Signed form of spoken Japanese

Japanese Equivalent Sign Language or Signed Japanese is a signed language that corresponds to Japanese. With this signed language, one can express Japanese correctly, and this signed language is useful to Japanese learners. Having a richer vocabulary than past signed languages can help increase communicative effectiveness in places of learning, public institutions, and public places. This signed language is not to be confused with Japanese Sign Language or JSL.

== Definition ==
Japanese Equivalent Sign Language involves speaking Japanese aloud (or by simply mouthing words in Japanese) and replacing some of the words with signed words from Japanese Equivalent Sign Language to match the Japanese that one is speaking (or mouthing).

Signed Japanese borrows words from Japanese Sign Language and expresses them using the grammatical structure of Japanese.

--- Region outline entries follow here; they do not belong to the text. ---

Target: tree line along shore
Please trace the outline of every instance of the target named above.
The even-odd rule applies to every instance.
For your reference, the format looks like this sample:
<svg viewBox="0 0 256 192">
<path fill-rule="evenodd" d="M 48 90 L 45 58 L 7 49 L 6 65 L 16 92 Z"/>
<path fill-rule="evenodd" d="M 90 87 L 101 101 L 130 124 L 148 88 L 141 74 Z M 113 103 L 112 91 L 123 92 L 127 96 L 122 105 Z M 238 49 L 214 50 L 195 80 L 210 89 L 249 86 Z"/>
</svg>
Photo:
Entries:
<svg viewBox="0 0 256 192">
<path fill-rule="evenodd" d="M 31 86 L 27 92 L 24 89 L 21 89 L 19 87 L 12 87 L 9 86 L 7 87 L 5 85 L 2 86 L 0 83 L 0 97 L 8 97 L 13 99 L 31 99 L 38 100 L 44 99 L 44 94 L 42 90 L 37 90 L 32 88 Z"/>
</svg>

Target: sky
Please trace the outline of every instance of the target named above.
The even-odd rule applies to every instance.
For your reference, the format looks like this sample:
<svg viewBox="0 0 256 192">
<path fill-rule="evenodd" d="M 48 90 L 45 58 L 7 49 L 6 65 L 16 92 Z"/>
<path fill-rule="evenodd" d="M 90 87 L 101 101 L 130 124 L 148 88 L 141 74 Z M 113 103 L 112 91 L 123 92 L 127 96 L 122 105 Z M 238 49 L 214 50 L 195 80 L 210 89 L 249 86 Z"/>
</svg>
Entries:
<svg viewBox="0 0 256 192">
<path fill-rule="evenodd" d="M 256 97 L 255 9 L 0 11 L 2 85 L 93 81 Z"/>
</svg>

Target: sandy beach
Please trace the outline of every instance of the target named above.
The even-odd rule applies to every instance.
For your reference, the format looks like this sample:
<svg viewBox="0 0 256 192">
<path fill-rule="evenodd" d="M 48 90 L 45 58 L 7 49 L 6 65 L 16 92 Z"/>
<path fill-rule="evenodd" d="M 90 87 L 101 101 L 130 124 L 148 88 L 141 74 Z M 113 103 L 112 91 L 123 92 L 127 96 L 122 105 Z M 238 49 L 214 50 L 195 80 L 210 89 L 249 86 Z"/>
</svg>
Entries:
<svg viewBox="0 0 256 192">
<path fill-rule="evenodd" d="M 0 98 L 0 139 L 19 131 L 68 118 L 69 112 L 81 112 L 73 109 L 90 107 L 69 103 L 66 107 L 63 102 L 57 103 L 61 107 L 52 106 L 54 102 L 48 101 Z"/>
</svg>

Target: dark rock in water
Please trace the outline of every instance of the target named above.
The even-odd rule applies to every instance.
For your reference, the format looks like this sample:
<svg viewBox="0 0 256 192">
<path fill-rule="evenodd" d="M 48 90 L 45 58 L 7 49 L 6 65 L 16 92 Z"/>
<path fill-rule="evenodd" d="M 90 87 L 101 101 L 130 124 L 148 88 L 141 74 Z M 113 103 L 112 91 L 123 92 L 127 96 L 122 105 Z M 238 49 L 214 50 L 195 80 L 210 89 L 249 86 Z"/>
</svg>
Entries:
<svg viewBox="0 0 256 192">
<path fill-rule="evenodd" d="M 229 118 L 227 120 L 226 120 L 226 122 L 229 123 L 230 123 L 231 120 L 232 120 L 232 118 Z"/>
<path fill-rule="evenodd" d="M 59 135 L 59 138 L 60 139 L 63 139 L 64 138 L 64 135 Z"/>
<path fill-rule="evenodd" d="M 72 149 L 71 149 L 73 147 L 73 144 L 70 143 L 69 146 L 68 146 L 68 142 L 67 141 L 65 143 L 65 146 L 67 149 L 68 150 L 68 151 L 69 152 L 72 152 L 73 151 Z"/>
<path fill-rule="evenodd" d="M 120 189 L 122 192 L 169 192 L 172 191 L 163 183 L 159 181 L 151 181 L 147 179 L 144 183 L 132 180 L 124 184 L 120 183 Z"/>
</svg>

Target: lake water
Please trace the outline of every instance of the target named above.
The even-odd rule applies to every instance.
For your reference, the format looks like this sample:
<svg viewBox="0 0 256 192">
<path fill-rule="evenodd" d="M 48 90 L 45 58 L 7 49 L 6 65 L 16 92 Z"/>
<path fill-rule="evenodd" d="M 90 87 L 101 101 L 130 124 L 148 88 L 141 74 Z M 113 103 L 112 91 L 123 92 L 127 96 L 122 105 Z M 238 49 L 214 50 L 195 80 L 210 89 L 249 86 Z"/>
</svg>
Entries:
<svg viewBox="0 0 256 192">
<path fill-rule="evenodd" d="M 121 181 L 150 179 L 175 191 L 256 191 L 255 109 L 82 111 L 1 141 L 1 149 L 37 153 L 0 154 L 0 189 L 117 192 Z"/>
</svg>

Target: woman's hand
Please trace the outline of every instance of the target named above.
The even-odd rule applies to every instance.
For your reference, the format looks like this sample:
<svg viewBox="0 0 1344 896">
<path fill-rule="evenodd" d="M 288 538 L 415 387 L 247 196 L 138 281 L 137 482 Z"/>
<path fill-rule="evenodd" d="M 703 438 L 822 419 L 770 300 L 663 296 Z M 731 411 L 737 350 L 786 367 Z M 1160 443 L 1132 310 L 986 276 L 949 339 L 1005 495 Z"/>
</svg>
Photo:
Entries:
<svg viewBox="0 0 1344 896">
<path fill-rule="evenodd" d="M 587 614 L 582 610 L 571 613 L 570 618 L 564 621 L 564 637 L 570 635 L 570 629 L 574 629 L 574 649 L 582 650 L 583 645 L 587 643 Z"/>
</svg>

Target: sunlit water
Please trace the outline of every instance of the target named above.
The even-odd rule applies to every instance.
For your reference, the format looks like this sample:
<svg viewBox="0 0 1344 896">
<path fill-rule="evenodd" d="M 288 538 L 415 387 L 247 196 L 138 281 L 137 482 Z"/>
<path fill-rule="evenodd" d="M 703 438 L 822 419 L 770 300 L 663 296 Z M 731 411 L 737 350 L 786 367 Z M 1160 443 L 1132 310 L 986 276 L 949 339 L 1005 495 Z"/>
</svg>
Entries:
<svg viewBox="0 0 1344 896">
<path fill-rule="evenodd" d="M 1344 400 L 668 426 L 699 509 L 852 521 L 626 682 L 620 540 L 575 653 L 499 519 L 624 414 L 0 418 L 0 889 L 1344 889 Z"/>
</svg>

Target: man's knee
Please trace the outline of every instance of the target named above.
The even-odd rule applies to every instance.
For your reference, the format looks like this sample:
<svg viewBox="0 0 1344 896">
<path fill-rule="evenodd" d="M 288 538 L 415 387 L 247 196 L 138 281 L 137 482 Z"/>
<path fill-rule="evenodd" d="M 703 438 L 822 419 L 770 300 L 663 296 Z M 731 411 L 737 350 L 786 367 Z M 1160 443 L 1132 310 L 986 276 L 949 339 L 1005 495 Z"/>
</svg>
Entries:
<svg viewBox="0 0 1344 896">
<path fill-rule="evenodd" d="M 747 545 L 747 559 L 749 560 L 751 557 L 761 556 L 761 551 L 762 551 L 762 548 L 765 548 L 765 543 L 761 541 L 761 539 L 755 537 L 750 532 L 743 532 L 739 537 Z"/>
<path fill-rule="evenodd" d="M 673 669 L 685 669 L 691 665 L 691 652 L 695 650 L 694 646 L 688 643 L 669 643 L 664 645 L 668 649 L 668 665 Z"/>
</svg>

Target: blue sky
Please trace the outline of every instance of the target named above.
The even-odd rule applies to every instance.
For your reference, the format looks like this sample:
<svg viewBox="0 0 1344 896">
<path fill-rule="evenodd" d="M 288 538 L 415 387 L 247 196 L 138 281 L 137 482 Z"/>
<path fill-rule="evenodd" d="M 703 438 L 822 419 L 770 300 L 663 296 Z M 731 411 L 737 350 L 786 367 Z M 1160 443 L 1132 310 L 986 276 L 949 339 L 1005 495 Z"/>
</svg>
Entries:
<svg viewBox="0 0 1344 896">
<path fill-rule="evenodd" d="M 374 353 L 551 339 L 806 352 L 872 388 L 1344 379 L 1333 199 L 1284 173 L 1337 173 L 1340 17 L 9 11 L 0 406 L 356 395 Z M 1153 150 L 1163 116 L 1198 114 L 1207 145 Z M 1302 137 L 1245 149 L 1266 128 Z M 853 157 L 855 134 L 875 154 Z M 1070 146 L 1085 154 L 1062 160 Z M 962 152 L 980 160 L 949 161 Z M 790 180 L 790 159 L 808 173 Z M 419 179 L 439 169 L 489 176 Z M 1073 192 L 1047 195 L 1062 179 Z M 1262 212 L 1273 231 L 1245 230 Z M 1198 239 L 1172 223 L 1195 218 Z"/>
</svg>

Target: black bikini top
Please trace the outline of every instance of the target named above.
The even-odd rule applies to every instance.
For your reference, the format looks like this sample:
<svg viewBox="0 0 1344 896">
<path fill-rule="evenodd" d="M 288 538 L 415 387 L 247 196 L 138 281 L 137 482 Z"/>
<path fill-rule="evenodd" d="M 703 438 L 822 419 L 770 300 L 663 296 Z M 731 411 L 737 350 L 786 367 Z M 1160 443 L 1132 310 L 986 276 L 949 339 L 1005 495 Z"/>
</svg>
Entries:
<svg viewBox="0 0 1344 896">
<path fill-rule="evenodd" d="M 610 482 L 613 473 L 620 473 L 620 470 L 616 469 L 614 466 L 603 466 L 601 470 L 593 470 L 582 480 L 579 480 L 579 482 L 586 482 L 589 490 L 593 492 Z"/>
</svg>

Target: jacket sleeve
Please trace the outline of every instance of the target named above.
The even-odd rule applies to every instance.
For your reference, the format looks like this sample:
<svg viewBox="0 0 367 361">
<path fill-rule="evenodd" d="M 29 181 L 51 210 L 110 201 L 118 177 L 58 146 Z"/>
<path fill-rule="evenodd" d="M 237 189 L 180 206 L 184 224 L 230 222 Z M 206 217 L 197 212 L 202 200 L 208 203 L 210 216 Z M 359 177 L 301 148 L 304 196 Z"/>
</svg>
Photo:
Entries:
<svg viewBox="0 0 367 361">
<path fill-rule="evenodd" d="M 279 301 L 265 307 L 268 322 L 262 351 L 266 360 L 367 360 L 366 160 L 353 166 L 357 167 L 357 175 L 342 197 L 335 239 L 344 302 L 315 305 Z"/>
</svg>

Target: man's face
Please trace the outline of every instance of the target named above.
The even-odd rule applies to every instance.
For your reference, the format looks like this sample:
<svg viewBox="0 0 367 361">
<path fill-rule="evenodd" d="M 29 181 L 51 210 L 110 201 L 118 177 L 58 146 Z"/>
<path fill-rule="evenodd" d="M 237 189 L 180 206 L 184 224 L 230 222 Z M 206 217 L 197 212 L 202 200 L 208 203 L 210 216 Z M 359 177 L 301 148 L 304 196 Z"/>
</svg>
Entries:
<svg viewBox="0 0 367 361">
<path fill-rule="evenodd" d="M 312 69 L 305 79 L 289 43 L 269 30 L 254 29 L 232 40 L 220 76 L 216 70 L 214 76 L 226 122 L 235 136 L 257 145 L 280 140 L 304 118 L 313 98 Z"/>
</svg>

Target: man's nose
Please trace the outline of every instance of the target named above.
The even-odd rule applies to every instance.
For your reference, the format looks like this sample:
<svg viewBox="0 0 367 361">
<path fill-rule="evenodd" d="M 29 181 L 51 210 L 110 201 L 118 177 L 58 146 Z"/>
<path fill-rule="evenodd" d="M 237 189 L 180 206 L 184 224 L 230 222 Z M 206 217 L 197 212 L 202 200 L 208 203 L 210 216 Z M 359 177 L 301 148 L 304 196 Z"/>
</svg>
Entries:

Signed Japanese is also called Manual Japanese and is thought to be a form of Japanese.

In the same way that braille expresses Japanese through the mode of dots, Signed Japanese expresses Japanese through the mode of hands and fingers.

Suemori (2017) argues that the "Sign Language" in Japanese Sign Language refers to sign language in the narrow sense as an individual language, and that the "Sign Language" in Japanese Equivalent Sign Language refers to sign language in a broader sense, meaning a way of communication through the use of hands and fingers. Suemori points out that because of the ambiguity of the term "Sign Language", the debate between Japanese Sign Language and Japanese Equivalent Sign Language has "become unproductive (p. 260)".

== State of usage ==
Signed Japanese is mainly used by Japanese people who have hearing loss and Japanese people who have lost their hearing later in life. Sign language learners who can hear and teachers at public schools for the deaf in Japan often use Japanese equivalent sign language.

Most of the sign language used in so-called "sign language speech contests" and the majority of sign language used by hearing people expressing sign language words along with music sung in Japanese is Signed Japanese.

NHK TV's "One-point Sign Language for People Who Have Lost Their Hearing or are Hard of Hearing" uses Signed Japanese. Incidentally, the same broadcasting station's "NHK's Sign Language for Everyone" has been completely revised since 2006 to focus primarily on Japanese Sign Language.

Studies from the United States and Japan have shown that even deaf people whose first language is a sign language, such as Japanese Sign Language or American Sign Language, code switch between using Japanese Sign Language or a mixed sign language depending on the situation and the person they are talking to.

Code-switching from Japanese Sign Language to Manual Japanese (Signed Japanese) is most likely to occur in public settings, such as sign language classes and ceremonies, but many speakers code-switch as soon as they realize that the other person is able to hear.

A sign language that mixes the expressions and grammar of Japanese Sign Language and Signed Japanese (Manual Japanese) is called a hybrid sign language, and the degree of mixing varies greatly between people who use it.

== Social positioning and controversy ==
In the 1990s, Japanese Equivalent Sign Language was thought to be the "correct" sign language. It was socially superior to Japanese Sign Language and was considered to be the language "used by intelligent people" because of its closeness to the Japanese language. Those people who were skilled at oral communication and could use both sign language and spoken language were seen as talented and had high status.

However, in a piece titled "Deaf Culture Declaration was published in 1995, by Harumi Kimura and Yasuhiro Ichida, in Contemporary Philosophy, deaf people are harshly criticized. Kimura and Ichida claimed that deaf people's method of "arranging sign language words while speaking the spoken language was an "impossible and "half-baked communication method that "tries to speak two languages at the same time". On page 8 of "Deaf Culture Declaration, They defined deaf people as a "linguistic minority who speak Japanese Sign Language, a language different from Japanese". After writing all of this, they discussed the importance of bilingual education in Japanese Sign Language and written Japanese.